Naturally, the shooting and editing of Jacquot de Nantes was something of a rush job, a race against time in three "bursts" that was intended for an audience of one, Demy himself, and if anyone else drew inspiration from it, so much the better. Three boys were cast as him at different stages in his life, mostly during what happened to him in the town of Nantes during the Nazi Occupation of France, though passing beyond those dark days to detail how he finally graduated from crafting amateur animations to securing a position in a Parisian film school, which was where the story ended, not a spoiler - if you knew anything about the background you would be aware that Demy became one of his country's greatest filmmakers come the Nouvelle Vague and all the opportunities that opened up for him and those like him.

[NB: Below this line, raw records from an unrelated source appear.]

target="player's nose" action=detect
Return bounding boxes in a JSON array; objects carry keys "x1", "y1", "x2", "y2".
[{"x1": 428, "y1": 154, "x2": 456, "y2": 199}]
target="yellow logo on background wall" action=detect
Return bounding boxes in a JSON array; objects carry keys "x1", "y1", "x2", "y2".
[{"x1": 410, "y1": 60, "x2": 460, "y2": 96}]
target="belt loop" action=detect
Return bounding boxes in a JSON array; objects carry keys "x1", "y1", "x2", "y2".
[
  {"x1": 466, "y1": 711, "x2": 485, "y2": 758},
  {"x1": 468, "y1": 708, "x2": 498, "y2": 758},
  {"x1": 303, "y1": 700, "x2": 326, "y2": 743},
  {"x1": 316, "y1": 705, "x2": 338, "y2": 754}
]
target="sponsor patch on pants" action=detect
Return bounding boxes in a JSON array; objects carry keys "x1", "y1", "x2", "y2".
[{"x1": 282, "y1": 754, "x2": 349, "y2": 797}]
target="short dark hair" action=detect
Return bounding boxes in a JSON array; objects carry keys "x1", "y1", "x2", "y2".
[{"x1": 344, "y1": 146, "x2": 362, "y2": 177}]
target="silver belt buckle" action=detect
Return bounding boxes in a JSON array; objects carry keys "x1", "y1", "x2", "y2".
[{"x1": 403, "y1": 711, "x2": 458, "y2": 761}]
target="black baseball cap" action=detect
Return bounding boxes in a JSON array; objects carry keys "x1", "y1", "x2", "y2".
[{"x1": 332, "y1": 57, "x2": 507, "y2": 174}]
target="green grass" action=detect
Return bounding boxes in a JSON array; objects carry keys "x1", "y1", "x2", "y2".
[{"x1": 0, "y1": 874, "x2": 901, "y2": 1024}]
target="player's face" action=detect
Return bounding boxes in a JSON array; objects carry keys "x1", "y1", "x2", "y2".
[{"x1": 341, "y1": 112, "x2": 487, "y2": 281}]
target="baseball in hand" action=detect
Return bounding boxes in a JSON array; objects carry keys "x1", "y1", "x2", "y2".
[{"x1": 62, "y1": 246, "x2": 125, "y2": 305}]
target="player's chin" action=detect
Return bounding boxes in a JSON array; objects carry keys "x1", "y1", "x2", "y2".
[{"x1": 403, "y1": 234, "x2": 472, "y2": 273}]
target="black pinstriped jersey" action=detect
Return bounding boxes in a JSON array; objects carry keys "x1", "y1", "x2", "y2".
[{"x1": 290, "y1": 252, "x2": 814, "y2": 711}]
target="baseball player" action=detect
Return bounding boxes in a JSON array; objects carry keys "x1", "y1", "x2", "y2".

Those like Varda, who did not feature as a character, yet whose glowing presence suffused the biographical drama since without her the film would never have been made. She interspersed scenes of black and white recreations of thirties and forties France with either Demy himself reminiscing, or employing closeups to illustrate the ravages of his age and illness and give the impression of a full life lived from that day to 1990 when this was released; he would pass away in October of that year. Then, in Varda's typically scrapbook approach, there were clips from many of her husband's films, from the famous (The Umbrellas of Cherbourg, of course) to the more obscure (A Slightly Pregnant Man, also starring Catherine Deneuve). Somehow this patchwork achieved a cohesion and managed a heartfelt tribute from one great director to another.
But perhaps more than that, from one human being to another, showing their love for one another, and that compassion has run through Varda's filmography even in her harshest works, such as 1985's award-winning Vagabond, a tale of a teenage drifter told in unsentimental terms that saw Sandrine Bonnaire as an overnight star. Varda also made her own musical after a fashion with One Sings, the Other Doesn't, a slice of life that expanded into a biography of two fictional women in 1977, and if she remained best known for Cléo from 5 to 7 after all these years, the fact that she retained a worldwide coterie of fans as she turned to documentaries in her autumn years was testament to her personality and humanity in the style she applied: her road trip Faces Places in 2017 was released when she was eighty-nine years old, making her one of the oldest directors still active in the world.
[Curzon have released The Agnès Varda Collection on Blu-ray, containing all the above films and more on eight discs, accompanied by a wealth of interview material and short films to build up a comprehensive picture of one of France's most enduring and respected directors.]